Cette différence essentielle entre les mœurs des temps anciens et celles des temps modernes devait être une conséquence inévitable de celle des institutions politiques des deux âges. Non seulement les législateurs de l’Antiquité avaient reconnu la souveraineté des peuples, mais ils leur avaient même laissé l’exercice immédiat du pouvoir souverain ; et comme cet exercice était devenu leur occupation la plus habituelle et leur plaisir le plus vif, on conçoit aisément qu’ils eussent fini par considérer les affaires publiques comme leurs affaires les plus particulières, et l’intérêt de l’État comme leur intérêt le plus immédiat.

Dans nos temps modernes, au contraire, non seulement très peu de peuples ont exercé la souveraineté, soit par eux-mêmes, soit par délégation, mais presque toujours leurs gouvernements ont dénié qu’elle résidât en eux ; ils ont fait les efforts les plus soutenus et les mieux concertés pour les empêcher de se saisir du pouvoir suprême ou d’en partager avec eux l’exercice ; il les ont appelés leurs sujets, et ils les ont souvent traités comme leurs esclaves. Dès lors, les hommes des États modernes n’ayant point d’existence publique, et ne tenant à leurs gouvernements par aucun intérêt prochain, ont dû se replier sur eux-mêmes, et s’occuper uniquement de leur vie domestique et privée.

D’un autre côté, tandis que les institutions des anciens États formaient un système lié, dont toutes les parties, conçues dans un même esprit, agissaient sur les hommes d’une manière uniforme, et les conduisaient à un but commun, celles de nos gouvernements modernes, faites à diverses époques, et dans des intentions souvent contraires, les poussent en mille sens opposés, et font qu’ils n’ont que des intérêts et des sentiments divers. Enfin, tandis que chez les peuples célèbres de l’Antiquité toutes les institutions tendaient à former des citoyens, le seul objet commun de celles des États modernes a presque toujours été d’empêcher aux hommes de le devenir. Dans cette vue, les gouvernements ont proscrit tout ce qui pouvait les éclairer sur leurs droits politiques ; ils ont favorisé les préjugés les plus propres à les tenir à cet égard dans l’ignorance ou dans l’erreur ; ils ont accordé une protection spéciale aux sciences vaines et aux arts frivoles, à tout ce qui peut fausser l’esprit, ou amollir le cœur ; et ils sont parvenus à faire des hommes beaux esprits et corrompus, qui savent tout hors se conduire, des hommes civilisés qu’on peut enchaîner avec des rubans, des hommes faciles et polis qui sacrifient sans le moindre remords les intérêts de l’État à leur intérêt le plus futile, des hommes charmants enfin qui semblent animés d’un esprit de bienveillance universelle, et dont l’âme étroite et aride ne forme aucune pensée grande et généreuse.

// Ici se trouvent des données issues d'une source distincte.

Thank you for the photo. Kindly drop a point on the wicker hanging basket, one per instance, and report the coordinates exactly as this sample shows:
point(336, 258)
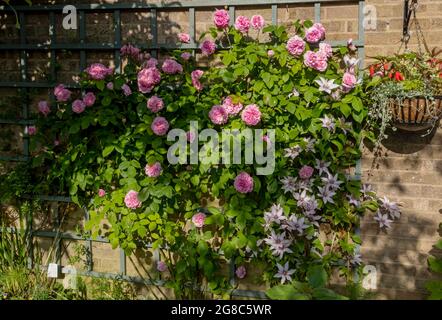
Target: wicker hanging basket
point(415, 114)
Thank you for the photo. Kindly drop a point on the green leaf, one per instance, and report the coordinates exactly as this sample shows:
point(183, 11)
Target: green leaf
point(286, 292)
point(108, 150)
point(317, 276)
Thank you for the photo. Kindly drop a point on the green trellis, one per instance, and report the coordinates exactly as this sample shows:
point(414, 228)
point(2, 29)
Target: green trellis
point(83, 47)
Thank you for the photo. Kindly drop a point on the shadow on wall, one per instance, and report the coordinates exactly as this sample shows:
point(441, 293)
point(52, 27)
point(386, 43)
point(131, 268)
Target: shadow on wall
point(407, 169)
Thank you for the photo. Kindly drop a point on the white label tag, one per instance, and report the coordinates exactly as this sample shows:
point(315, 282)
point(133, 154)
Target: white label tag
point(53, 270)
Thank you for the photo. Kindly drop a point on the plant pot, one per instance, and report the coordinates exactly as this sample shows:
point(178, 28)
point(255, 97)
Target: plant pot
point(415, 114)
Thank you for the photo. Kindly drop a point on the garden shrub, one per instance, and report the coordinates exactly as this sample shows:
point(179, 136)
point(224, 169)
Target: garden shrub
point(108, 147)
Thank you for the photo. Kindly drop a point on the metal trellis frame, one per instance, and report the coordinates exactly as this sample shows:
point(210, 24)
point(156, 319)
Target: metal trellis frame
point(83, 47)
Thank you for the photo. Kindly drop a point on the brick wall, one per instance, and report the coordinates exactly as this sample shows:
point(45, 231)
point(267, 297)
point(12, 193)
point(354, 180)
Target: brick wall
point(410, 169)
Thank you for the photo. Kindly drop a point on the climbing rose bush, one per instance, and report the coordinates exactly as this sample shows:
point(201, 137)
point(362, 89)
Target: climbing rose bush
point(112, 149)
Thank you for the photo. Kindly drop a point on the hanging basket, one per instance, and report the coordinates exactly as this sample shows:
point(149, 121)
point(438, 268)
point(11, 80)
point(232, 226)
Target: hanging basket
point(415, 114)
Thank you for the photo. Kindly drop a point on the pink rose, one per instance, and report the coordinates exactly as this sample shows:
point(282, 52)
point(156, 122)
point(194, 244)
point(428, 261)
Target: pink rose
point(243, 183)
point(184, 37)
point(221, 18)
point(208, 47)
point(160, 126)
point(313, 35)
point(126, 90)
point(316, 60)
point(349, 81)
point(326, 49)
point(257, 22)
point(196, 75)
point(170, 66)
point(89, 99)
point(218, 115)
point(161, 266)
point(305, 172)
point(78, 106)
point(241, 272)
point(61, 93)
point(110, 86)
point(251, 115)
point(101, 193)
point(98, 71)
point(153, 170)
point(155, 104)
point(321, 28)
point(242, 24)
point(186, 55)
point(43, 107)
point(198, 219)
point(131, 200)
point(148, 78)
point(32, 130)
point(151, 63)
point(231, 108)
point(266, 139)
point(295, 46)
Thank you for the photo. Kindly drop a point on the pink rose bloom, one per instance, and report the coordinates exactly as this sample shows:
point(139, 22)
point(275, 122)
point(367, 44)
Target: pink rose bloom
point(321, 28)
point(349, 81)
point(98, 71)
point(231, 108)
point(148, 78)
point(110, 86)
point(160, 126)
point(251, 115)
point(32, 130)
point(313, 35)
point(190, 136)
point(326, 49)
point(61, 93)
point(131, 200)
point(218, 115)
point(186, 55)
point(154, 170)
point(257, 22)
point(243, 183)
point(266, 139)
point(78, 106)
point(198, 219)
point(221, 18)
point(126, 90)
point(43, 107)
point(89, 99)
point(196, 75)
point(316, 60)
point(161, 266)
point(242, 24)
point(208, 47)
point(305, 172)
point(295, 46)
point(184, 37)
point(151, 63)
point(241, 272)
point(170, 66)
point(155, 104)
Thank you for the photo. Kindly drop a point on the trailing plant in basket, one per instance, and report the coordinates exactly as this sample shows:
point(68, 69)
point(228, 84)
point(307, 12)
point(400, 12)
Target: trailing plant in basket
point(109, 147)
point(407, 91)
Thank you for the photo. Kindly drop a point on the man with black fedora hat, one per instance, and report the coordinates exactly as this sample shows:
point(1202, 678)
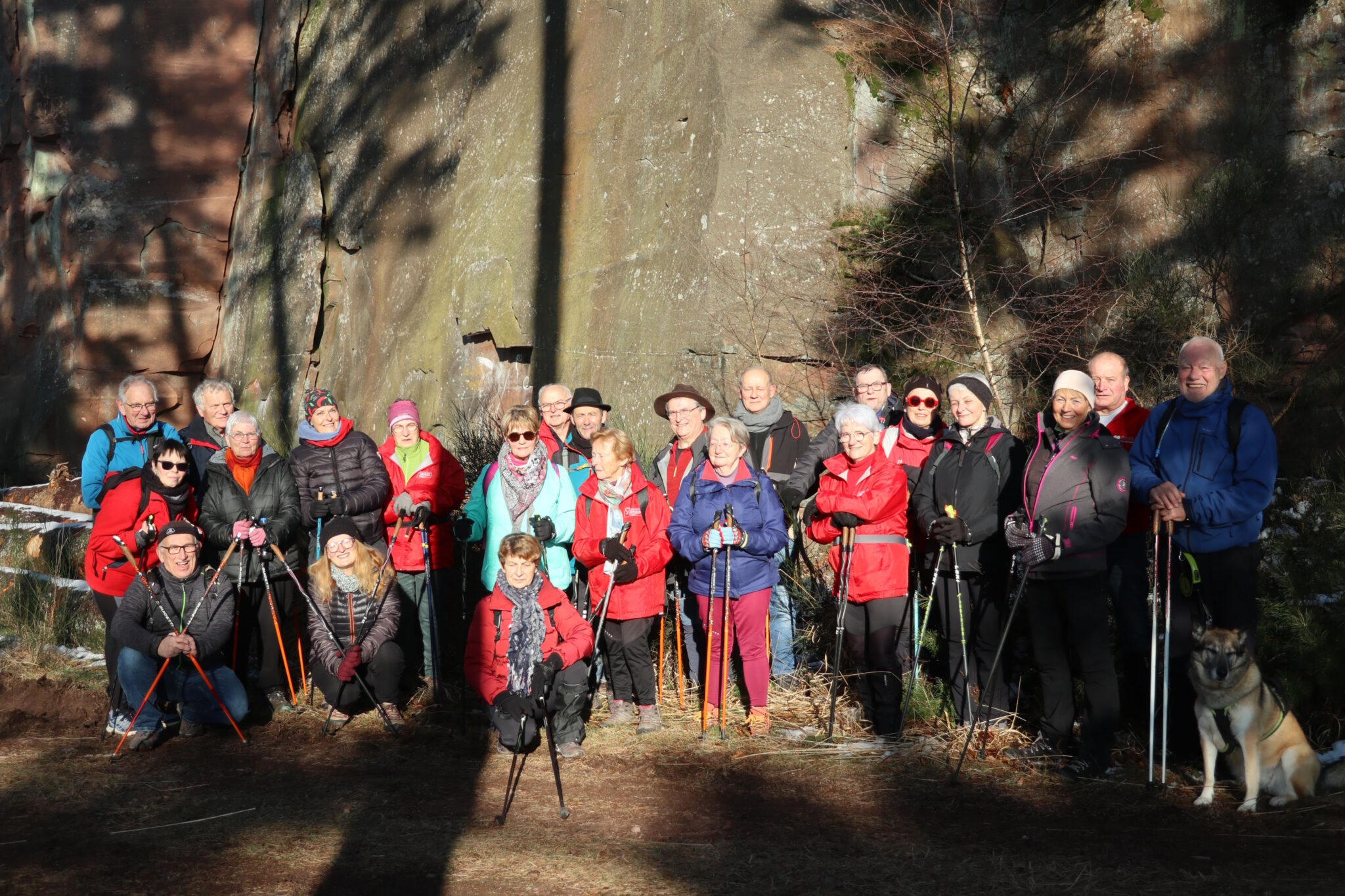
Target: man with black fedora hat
point(686, 412)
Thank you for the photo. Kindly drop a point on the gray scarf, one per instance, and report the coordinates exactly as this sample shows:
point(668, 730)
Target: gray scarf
point(521, 484)
point(526, 630)
point(764, 419)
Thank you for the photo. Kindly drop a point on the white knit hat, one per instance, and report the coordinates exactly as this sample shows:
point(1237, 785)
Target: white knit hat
point(1079, 382)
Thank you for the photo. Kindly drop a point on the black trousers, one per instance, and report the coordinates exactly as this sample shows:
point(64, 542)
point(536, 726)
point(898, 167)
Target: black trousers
point(1071, 616)
point(871, 640)
point(626, 645)
point(565, 703)
point(256, 626)
point(106, 605)
point(977, 624)
point(382, 673)
point(1227, 590)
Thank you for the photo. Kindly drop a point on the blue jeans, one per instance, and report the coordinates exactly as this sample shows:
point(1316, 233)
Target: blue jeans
point(181, 683)
point(780, 614)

Le peuple français est, dit on, de tous les peuples le plus civilisé, le plus poli et le moins capable de patriotisme. Quand cela serait, il faudrait peu s’en étonner, en considérant les circonstances particulières dans lesquelles il s’est trouvé et les efforts qu’on a faits, pendant quatorze siècles, pour l’asservir et le corrompre. Son histoire démontre avec évidence que l’esprit public n’a pu se former chez lui à aucune époque, et que son gouvernement, ses lois, sa religion, ses préjugés et ses mœurs se sont constamment opposés à son développement, et à ses progrès.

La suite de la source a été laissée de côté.